In theory, the $100 rebate could be shared with the patient when the prescription is filled. In that case, the patient’s cost would be $150 and the plan’s cost would be $0. Sounds simple, right?

Alas, the plan now loses the $100 that it had been using to offset premiums and other spending. Therefore, plan sponsors would pay higher premiums to maintain the same overall cost-share structure in the plan. The white paper provides an example in which a 180,000-member plan would have to raise premiums by 3% to offset the rebates that would go the member instead of the plan.

This tradeoff is analogous to the controversy over Direct and Indirect Remuneration (DIR) fees. These fees are primarily comprised of manufacturer rebates to Medicare Part D plans. DIR fees reduce plan costs and Part D premiums. However, beneficiaries pay higher out-of-pockets costs, because coinsurance amounts are based on the undiscounted, pre-rebate retail price. See DIR Fees, Rebates, Pharmacy Economics, and the Future of Medicare Part D.

FYI, Express Scripts offers a POS benefit design called SmartShareRx. The company tells me that few clients have chosen to share rebates directly with patients. That said, it doesn't appear that Express Scripts is actively marketing this solution. My Google search for "SmartShareRx" turned up zero results.

BLACK SWAN AHEAD?

CVS Health’s white paper implies that a switch to POS rebates will require only a few actuarial math tweaks. But the reality is more complex.
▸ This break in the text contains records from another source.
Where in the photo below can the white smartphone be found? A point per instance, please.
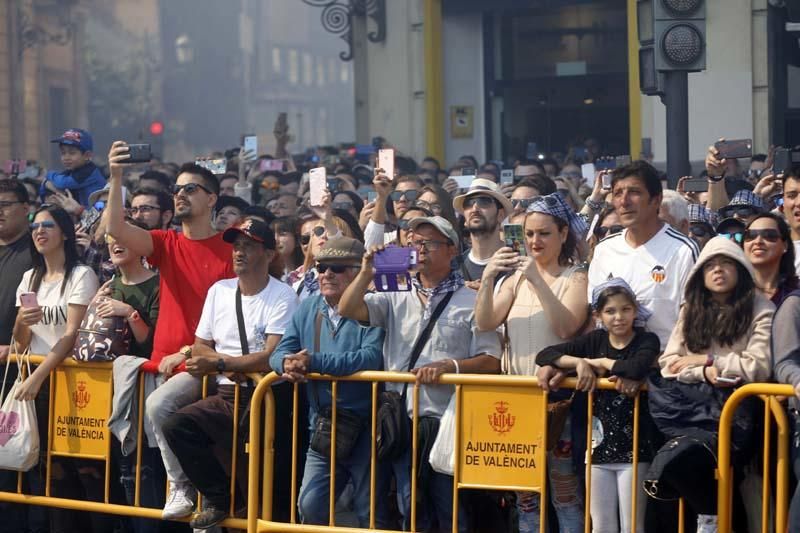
(386, 162)
(250, 144)
(587, 171)
(28, 299)
(318, 184)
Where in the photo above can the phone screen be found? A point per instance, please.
(318, 184)
(386, 162)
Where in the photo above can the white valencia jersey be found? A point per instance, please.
(657, 272)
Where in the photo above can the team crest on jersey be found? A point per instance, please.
(658, 274)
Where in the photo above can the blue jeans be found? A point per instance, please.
(313, 503)
(564, 488)
(433, 508)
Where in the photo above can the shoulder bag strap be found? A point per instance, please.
(240, 320)
(426, 333)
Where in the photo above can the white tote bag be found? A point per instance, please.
(19, 433)
(443, 451)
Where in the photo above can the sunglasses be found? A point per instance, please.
(336, 269)
(743, 212)
(700, 231)
(46, 224)
(736, 236)
(481, 201)
(410, 196)
(603, 231)
(768, 234)
(189, 188)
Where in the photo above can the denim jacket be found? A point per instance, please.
(344, 349)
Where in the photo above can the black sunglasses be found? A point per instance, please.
(336, 269)
(603, 231)
(744, 211)
(190, 188)
(410, 195)
(768, 234)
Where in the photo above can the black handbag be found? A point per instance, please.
(394, 432)
(348, 423)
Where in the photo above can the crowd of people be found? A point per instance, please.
(226, 275)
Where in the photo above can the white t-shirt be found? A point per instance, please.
(797, 256)
(657, 272)
(267, 313)
(81, 287)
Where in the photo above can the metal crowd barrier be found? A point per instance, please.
(71, 373)
(773, 410)
(262, 461)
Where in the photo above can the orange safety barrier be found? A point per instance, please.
(261, 461)
(82, 383)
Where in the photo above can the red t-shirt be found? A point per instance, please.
(188, 269)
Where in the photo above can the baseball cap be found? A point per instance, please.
(252, 229)
(76, 137)
(441, 224)
(481, 186)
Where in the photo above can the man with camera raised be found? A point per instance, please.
(436, 318)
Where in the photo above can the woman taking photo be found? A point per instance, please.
(721, 340)
(768, 247)
(543, 302)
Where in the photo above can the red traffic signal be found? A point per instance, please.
(156, 127)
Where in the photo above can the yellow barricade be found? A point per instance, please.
(773, 410)
(489, 409)
(79, 408)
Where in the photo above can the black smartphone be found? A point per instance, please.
(695, 185)
(140, 153)
(734, 149)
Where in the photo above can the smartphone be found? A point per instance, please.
(587, 171)
(531, 151)
(386, 162)
(695, 185)
(318, 183)
(140, 153)
(515, 238)
(734, 149)
(250, 143)
(215, 166)
(28, 299)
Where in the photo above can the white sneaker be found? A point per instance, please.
(706, 523)
(180, 501)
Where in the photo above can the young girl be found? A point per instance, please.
(620, 348)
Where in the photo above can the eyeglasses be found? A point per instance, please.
(700, 231)
(143, 209)
(336, 269)
(603, 231)
(190, 188)
(429, 245)
(7, 205)
(481, 201)
(45, 224)
(744, 211)
(768, 234)
(410, 195)
(737, 236)
(521, 202)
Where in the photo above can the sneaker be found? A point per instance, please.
(208, 518)
(180, 501)
(706, 523)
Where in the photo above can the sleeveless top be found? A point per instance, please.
(528, 329)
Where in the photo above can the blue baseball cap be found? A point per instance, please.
(76, 137)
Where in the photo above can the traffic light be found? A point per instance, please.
(672, 35)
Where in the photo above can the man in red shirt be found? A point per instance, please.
(189, 263)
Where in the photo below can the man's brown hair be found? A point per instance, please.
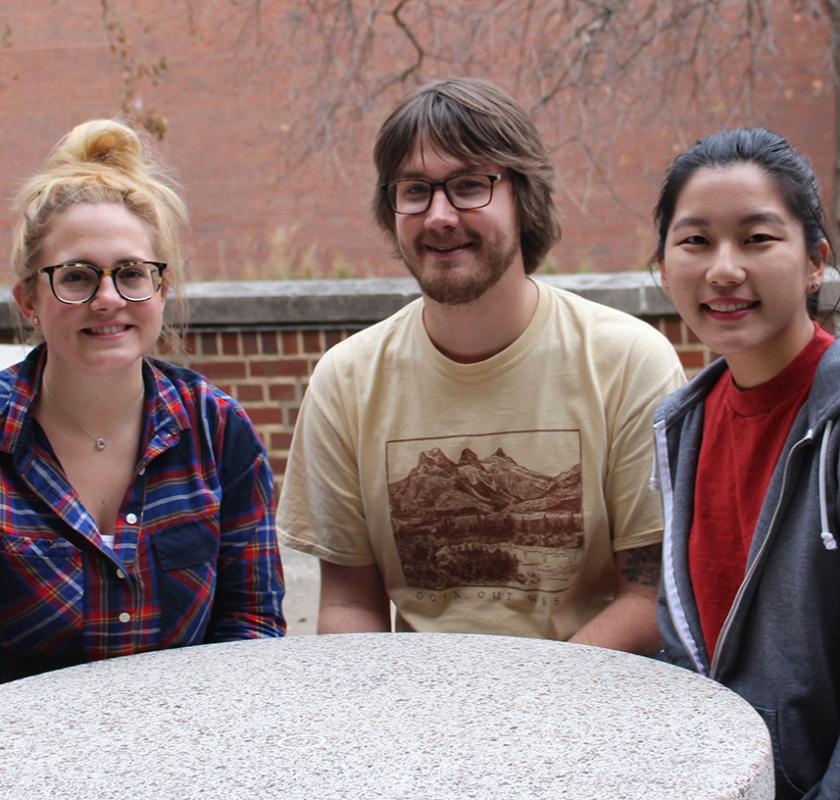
(474, 121)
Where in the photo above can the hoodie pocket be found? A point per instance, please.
(786, 789)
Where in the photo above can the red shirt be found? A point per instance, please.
(743, 436)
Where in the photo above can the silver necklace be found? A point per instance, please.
(99, 442)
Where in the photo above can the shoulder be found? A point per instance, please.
(609, 330)
(18, 382)
(357, 356)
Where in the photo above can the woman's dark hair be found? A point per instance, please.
(790, 170)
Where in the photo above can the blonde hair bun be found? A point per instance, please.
(100, 142)
(104, 161)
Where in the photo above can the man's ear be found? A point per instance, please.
(663, 275)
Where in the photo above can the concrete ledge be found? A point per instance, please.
(343, 303)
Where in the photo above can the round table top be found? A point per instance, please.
(393, 716)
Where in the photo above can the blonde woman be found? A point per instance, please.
(135, 498)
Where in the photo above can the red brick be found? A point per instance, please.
(288, 366)
(220, 370)
(290, 343)
(281, 391)
(269, 342)
(312, 342)
(692, 359)
(230, 343)
(209, 344)
(280, 441)
(250, 344)
(267, 415)
(250, 392)
(190, 344)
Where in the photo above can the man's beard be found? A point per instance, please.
(443, 286)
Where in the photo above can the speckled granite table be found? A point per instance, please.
(386, 716)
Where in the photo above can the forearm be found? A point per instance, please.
(353, 600)
(353, 619)
(250, 588)
(628, 623)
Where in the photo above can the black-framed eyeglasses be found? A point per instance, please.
(465, 192)
(75, 283)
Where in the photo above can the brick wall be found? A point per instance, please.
(267, 371)
(259, 341)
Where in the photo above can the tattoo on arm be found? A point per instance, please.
(643, 565)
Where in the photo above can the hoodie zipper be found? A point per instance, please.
(809, 437)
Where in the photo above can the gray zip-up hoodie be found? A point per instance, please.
(779, 647)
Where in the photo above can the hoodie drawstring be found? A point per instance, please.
(829, 542)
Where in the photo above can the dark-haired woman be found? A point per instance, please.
(748, 452)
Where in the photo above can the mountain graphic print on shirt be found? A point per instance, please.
(496, 509)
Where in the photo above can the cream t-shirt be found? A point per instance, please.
(492, 495)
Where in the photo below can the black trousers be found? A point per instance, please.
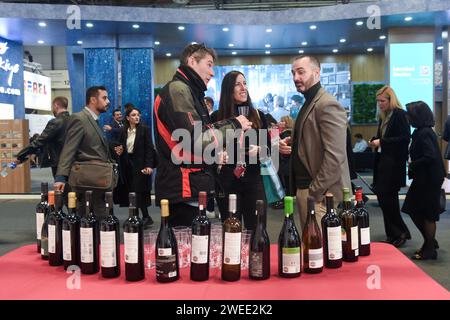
(394, 225)
(248, 189)
(181, 214)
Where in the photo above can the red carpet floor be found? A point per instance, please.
(23, 275)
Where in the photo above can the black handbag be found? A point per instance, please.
(442, 201)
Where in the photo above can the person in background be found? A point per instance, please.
(389, 172)
(51, 141)
(360, 145)
(240, 176)
(318, 153)
(426, 169)
(286, 125)
(180, 105)
(115, 127)
(209, 104)
(85, 142)
(137, 159)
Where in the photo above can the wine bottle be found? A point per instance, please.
(133, 237)
(331, 233)
(349, 233)
(44, 232)
(259, 262)
(41, 213)
(312, 241)
(201, 232)
(362, 215)
(289, 244)
(110, 241)
(71, 234)
(232, 233)
(89, 238)
(167, 264)
(55, 219)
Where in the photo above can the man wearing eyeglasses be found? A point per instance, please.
(180, 105)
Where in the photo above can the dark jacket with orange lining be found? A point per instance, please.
(182, 174)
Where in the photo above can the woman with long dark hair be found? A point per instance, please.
(136, 162)
(389, 173)
(242, 174)
(427, 172)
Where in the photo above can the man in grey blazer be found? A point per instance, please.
(319, 157)
(84, 142)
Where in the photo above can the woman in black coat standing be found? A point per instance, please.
(427, 172)
(136, 160)
(389, 174)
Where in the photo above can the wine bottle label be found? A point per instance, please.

A major barrier is health plans and employers, both of which have baked ever-growing rebate dollars into their healthcare economics. I suspect that rebate dollars are now concentrated with a relatively small number of products and therapeutic categories. Fixing the out-of-pocket cost problem for a few patients will raise costs for everyone else—or for the plan.
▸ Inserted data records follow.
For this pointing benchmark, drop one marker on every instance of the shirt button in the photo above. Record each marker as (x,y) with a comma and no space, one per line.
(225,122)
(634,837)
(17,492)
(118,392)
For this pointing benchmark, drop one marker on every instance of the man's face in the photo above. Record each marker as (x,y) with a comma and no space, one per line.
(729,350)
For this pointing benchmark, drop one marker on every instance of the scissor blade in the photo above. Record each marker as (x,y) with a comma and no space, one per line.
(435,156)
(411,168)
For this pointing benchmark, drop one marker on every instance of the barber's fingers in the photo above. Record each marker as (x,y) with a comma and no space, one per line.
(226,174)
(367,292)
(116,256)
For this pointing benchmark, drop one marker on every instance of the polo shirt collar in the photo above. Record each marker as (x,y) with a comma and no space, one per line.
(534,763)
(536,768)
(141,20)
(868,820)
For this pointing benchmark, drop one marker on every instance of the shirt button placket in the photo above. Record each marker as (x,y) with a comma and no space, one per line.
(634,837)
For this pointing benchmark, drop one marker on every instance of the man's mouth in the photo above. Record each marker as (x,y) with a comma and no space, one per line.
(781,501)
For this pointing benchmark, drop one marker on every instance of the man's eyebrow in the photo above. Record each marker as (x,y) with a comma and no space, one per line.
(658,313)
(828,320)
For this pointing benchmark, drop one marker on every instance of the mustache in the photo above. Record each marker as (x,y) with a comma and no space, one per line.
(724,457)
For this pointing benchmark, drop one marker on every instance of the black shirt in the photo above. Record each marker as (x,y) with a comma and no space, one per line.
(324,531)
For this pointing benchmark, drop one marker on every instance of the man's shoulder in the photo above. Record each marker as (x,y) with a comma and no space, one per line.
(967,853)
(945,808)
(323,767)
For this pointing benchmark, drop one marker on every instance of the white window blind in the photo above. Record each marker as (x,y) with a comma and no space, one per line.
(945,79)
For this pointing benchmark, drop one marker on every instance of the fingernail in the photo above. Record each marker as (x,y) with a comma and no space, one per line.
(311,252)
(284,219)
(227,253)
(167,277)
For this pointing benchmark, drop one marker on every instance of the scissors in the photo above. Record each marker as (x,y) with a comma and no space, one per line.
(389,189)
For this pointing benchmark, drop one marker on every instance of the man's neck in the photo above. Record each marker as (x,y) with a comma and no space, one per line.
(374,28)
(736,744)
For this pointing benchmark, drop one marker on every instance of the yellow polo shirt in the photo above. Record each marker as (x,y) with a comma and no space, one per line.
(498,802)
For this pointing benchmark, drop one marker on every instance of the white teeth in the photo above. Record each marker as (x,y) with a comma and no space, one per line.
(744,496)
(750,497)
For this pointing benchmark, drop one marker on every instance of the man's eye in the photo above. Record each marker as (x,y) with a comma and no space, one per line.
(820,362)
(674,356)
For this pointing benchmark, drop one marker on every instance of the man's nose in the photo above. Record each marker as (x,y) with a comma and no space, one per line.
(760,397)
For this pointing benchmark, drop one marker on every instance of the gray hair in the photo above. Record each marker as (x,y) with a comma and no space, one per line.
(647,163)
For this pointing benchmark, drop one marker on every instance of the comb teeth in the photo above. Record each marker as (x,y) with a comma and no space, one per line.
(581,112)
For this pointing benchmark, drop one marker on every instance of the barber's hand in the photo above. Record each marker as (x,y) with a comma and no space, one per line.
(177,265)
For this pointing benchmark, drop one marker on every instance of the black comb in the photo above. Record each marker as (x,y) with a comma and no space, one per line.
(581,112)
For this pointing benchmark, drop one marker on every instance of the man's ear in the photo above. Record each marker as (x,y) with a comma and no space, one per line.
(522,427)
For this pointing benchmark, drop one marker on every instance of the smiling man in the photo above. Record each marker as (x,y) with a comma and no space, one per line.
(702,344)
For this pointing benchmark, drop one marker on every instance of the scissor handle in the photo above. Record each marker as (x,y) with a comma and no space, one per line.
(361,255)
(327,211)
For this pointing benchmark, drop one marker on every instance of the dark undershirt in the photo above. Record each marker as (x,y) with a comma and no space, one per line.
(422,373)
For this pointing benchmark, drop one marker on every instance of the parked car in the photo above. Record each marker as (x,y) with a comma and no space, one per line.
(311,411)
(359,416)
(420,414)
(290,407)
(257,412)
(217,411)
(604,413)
That’s why POS rebates have started to gain traction wherever there is no third-party payer. Consider Inside Rx, the new Express Scripts-GoodRx drug discount partnership. The program provides point-of-sales discounts to uninsured patients on about 40 brand-name drugs.

Both CVS Health and Express Scripts have recently stated that they retain about 10% of rebate payments. The remainder is passed back to their clients. Though CVS Health doesn’t say so in the paper, it appears to believe that a PBM’s economic arrangements with its plan sponsor client would remain unchanged if rebates migrated from (1) after-the fact manufacturer payments to PBMs, to (2) discounted prices offered to patients at the pharmacy counter.

CVS is presumably gambling that it can retain the equivalent dollar value of those percentage-based payments. I’m more skeptical, because the transparency associated with POS rebates could become the trigger for the drug channel’s black swan event—a la Scott Gottlieb’s Radical Idea for Disrupting U.S. Drug Channels.

I once posed a Drug Channels Zen koan for you: When does a price increase not increase the price? (One answer: When a third-party pays for a prescription drug.)

Today’s koan: If a rebate paid to a PBM makes no sound, what is the sound of a rebate being passed through to the patient?